THERE ARE MANY who say Peter Boy's death could have been avoided — that he was not just the victim of abusive parents, but of a social services safety net that failed him.
That's why legal battles will continue, now that the criminal case is over.
The question: Should the state Department of Human Services, specifically Child Protective Services, also be held accountable in Peter Boy's death?
Peter Boy Kema's grandfather, Jimmy Acol, said it was agonizing knowing the 6-year old was in danger, and no one would intervene.
"Let the state learn a lesson on this," he said. "Do not let this happen again. "
Peter Boy and his siblings were happiest with their grandparents, Jimmy and Yolanda Acol. Home videos of the children show them smiling, laughing, playing.
But in 1994, Child Protective Services returned Peter Boy and then the rest of the children to their parents, Peter and Jaylin Kema.
That was despite clear warnings from psychologists, social workers, even other foster parents, including Erenna Chesebro. In 1994, after hearing the Kemas were getting their kids back, she wrote a letter to the agency voicing concern over the placement.
She didn't hold back.
"I'm here to tell you it's wrong!" she wrote. "This is where I say your system SUCKS!!!"

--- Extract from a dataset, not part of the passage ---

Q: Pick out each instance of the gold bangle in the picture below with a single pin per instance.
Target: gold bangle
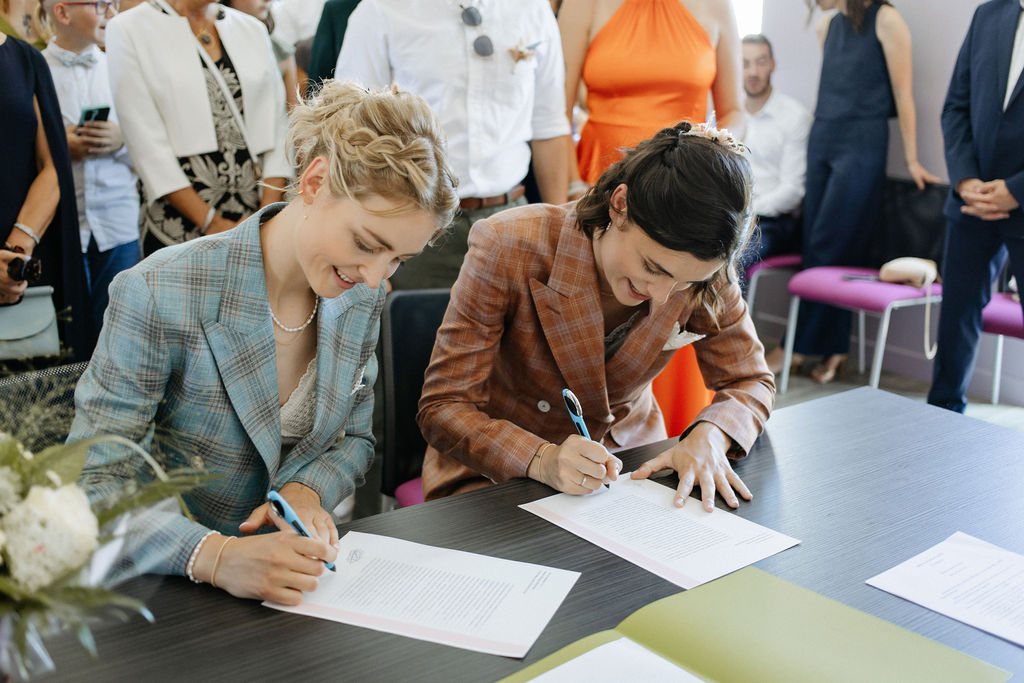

The two-page letter ends, "I just felt I had to say something on Peter Jr's behalf because someday he is going to find out what happened and he is going to wonder why no one helped him!"
Chesbro has since died, but in a 2007 interview, she described her reaction when Peter Boy's grandma called to say he was missing. "I told you. I told you!" she said.
Other letters from social workers expressed "concerns about the efforts" by the Kemas "to isolate the children from contact" with the grandparents. They said the Kemas suddenly changed their telephone number without telling anyone.
And they lied at every turn.
Month before Peter Boy died in 1996, Peter Boy's grandfather saw the child at a funeral in Kona. Peter Boy had bruises on his face and a large bandage on his arm.
When Jimmy Acol confronted his daughter, Jaylin Kema claimed it was just a cut and that a doctor examined it — both lies. It was the wound that would eventually kill him.
The grandfather went to the Kona CPS office that day, but the social worker there refused to help. He was told that the Kona office couldn't help because the Kemas lived in Hilo.
"In my way of thinking there is no such thing as, 'This is not my jurisdiction,'" Acol said. "It is, no matter where you are if somebody calls for help. That was the worst thing — nobody listened."
Earlier this year, a court-ordered report by Special Master Stephen Lane found what he calls "substantial evidence" supporting a lawsuit by Peter Boy's three siblings against the state Department of Human Services.
"It's very painful to know that this child was subjected to this kind of behavior over a prolonged period of time," Lane said.
Added Randall Rosenberg, the family's attorney: "There are no damages that can make this right. Frankly, we're just trying to get something for the survivors so that they can get closure. That's the purpose of this."
The statute of limitations for a "wrongful death" civil suit is two years. But because Peter Boy was not confirmed "dead" until recently, Rosenberg said that clock didn't start ticking until Jaylin Kema confessed to killing him in court in Dec. 2016.
DHS declined to comment on the special master's report or the expected civil suit, but officials did say they have made changes to their policies since Peter Boy's death.
CPS acknowledges re-unification with parents is still a priority, but the state will abandon that goal when a child is in danger. They also require face-to-face, monthly contact between social workers and the children.
And Kayle Perez, administrator of the Child Welfare Services Branch, said that if a child is placed for 15 of the last 22 months out of the home, "we move towards termination of parental rights."
Peter Boy and his siblings spent about 36 months with their loving grandparents before being placed back in the Kemas' home. If that policy had been in place in 1996, Peter Boy might still be alive today.